Ecosyste.ms: Awesome

An open API service indexing awesome lists of open source software.

Awesome Lists | Featured Topics | Projects

https://github.com/oleander/wire

Run a strict amount of threads during a time interval, primarily used for web scraping.
https://github.com/oleander/wire

Last synced: about 2 months ago
JSON representation

Run a strict amount of threads during a time interval, primarily used for web scraping.

Awesome Lists containing this project

README

        

# Wire

Run a strict amount of threads during a time interval, primarily used for [web scraping](http://en.wikipedia.org/wiki/Web_scraping).

## How to use

### Example 1 - Basic

Start 100 threads, only run 10 at the same time, with a 3 second delay between each new thread, except the first 10.

100.times do
Wire.new(max: 10, wait: 3) do
# Do stuff
end
end

### Example 2 - Timer

11.times do
Wire.new(max: 10, wait: 1) do
sleep 0.1
end
end

Time to run: ~ *1.2 seconds*.

This is how it works.

- 11 threads is created, done at time 0.
- Running 10 threads, done at time 0.1
- Wait 1 second, done at time 1.1
- Start the 11th thread, done at time 1.2

### Example 3 - Pass arguments

Wire.new(max: 10, wait: 1, vars: ["A", "B"]) do |first, last|
puts first # => "A"
puts last # => "B"
end

100.times do |n|
Wire.new(max: 10, wait: 1, vars: [n]) do |counter|
puts counter
end
end

# => 1 2 3 4 5 ...

### Example 4 - Scraping

This project was originally build to solve the request limit problem when using [Spotify´s Meta API](http://developer.spotify.com/en/metadata-api/overview/).

> In order to make the Metadata API snappy and open for everyone to use, rate limiting rules apply. If you make too many requests too fast, you’ll start getting 403 Forbidden responses. When rate limiting has kicked in, you’ll have to wait 10 seconds before making more requests. The rate limit is currently 10 request per second per ip. This may change.

We wanted to make as many request as possible without being banned due to the rate limit.

require "rest-client"
require "wire"
require "uri"

a_very_large_list_of_songs = ["Sweet Home Alabama", ...]
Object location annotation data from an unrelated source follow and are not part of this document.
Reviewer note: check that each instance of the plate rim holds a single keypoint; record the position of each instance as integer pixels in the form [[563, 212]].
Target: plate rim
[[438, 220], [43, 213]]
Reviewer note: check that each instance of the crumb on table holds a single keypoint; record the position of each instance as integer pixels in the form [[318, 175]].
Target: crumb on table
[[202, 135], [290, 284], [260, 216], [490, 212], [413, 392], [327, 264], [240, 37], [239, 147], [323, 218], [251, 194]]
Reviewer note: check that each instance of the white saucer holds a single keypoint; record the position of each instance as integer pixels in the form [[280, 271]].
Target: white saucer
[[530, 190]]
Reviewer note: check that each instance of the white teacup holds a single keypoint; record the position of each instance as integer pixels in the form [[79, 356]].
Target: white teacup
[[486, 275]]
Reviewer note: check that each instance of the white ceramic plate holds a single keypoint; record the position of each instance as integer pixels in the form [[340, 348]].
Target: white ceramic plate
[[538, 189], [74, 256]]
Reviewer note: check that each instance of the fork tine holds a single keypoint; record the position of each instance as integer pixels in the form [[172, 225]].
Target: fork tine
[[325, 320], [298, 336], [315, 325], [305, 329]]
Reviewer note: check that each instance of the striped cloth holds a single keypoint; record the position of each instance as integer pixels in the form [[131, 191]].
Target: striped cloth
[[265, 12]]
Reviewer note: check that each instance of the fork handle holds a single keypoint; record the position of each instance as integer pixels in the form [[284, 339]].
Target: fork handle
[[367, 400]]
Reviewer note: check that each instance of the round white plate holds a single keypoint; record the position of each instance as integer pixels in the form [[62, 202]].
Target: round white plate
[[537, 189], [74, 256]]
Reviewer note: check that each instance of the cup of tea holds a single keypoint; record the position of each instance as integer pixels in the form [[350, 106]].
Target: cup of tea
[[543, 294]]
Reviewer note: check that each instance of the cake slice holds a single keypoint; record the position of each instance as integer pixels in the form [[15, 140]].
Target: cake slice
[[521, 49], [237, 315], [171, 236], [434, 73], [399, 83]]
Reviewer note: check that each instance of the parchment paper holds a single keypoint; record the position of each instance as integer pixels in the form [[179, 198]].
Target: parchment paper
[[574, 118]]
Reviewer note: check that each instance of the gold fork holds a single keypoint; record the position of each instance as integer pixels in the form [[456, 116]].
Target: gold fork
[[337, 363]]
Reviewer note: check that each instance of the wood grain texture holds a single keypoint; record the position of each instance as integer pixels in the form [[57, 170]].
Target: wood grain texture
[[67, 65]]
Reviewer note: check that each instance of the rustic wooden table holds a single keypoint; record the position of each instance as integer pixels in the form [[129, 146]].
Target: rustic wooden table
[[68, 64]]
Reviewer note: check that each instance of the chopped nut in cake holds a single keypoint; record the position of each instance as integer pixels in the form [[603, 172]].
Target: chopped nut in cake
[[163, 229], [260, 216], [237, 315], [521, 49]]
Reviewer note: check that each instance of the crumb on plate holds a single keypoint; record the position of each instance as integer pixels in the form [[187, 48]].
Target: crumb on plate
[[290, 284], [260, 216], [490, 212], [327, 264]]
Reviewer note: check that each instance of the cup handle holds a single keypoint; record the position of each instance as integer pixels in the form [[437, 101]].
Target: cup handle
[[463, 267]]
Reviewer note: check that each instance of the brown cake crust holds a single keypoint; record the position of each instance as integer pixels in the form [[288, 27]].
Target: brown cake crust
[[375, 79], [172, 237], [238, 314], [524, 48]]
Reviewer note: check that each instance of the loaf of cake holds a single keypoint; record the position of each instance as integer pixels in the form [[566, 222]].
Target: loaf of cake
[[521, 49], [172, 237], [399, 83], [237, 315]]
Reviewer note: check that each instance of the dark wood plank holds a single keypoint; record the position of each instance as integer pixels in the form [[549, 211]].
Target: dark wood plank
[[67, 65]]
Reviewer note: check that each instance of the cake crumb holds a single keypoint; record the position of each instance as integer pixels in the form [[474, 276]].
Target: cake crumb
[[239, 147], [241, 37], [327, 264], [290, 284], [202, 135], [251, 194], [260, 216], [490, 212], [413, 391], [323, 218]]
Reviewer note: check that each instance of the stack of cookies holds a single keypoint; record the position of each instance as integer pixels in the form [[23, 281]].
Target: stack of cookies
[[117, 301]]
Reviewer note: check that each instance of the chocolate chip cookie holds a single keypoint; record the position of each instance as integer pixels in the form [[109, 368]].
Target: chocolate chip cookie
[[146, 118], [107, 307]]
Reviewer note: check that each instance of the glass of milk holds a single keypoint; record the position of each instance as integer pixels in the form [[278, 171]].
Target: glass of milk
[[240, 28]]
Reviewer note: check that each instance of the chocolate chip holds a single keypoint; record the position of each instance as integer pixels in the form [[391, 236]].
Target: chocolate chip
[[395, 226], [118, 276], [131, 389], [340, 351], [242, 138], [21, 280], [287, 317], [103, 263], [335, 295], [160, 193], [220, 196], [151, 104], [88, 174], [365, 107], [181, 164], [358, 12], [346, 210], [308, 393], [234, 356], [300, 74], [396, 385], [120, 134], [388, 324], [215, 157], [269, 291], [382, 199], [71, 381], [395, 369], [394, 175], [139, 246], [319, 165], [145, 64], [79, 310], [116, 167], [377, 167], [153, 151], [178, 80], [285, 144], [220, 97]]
a_very_large_list_of_songs.each do |s|
Wire.new(max: 10, wait: 1, vars: [s]) do |song|
data = RestClient.get "http://ws.spotify.com/search/1/track.json?q=#{URI.encode(song)}"
# Do something with the data
end
end

### Tip

Don't forget to join your threads using `Thread#join`.

list = []
10.times do |n|
list << Thread.new do
# Do stuff
end
end
list.map(&:join)

Read more about [#join](http://corelib.rubyonrails.org/classes/Thread.html#M001145) here.

## Arguments to pass

Ingoing arguments to `new`.

- **max** (Integer) The maximum amount of threads to run a the same time. The value 10 will be used if `max` is nil or zero.
- **wait** (Integer) The time to wait before starting a new thread.
- **vars** (Array) A list of arguments to the block.
- **silent** (Boolean) The given block will not raise error if set to true. Default is false.
- **timeout** (Integer) The maximum time to run *one* thread, default is *no limit*.
- **retries** (Integer) How many times should we retry? Default is 0.
- **delay** (Float) Time between each retry. Default is 0.

## How do install

[sudo] gem install wire

## Requirements

Wire is tested on OS X 10.6.7 using Ruby 1.9.2.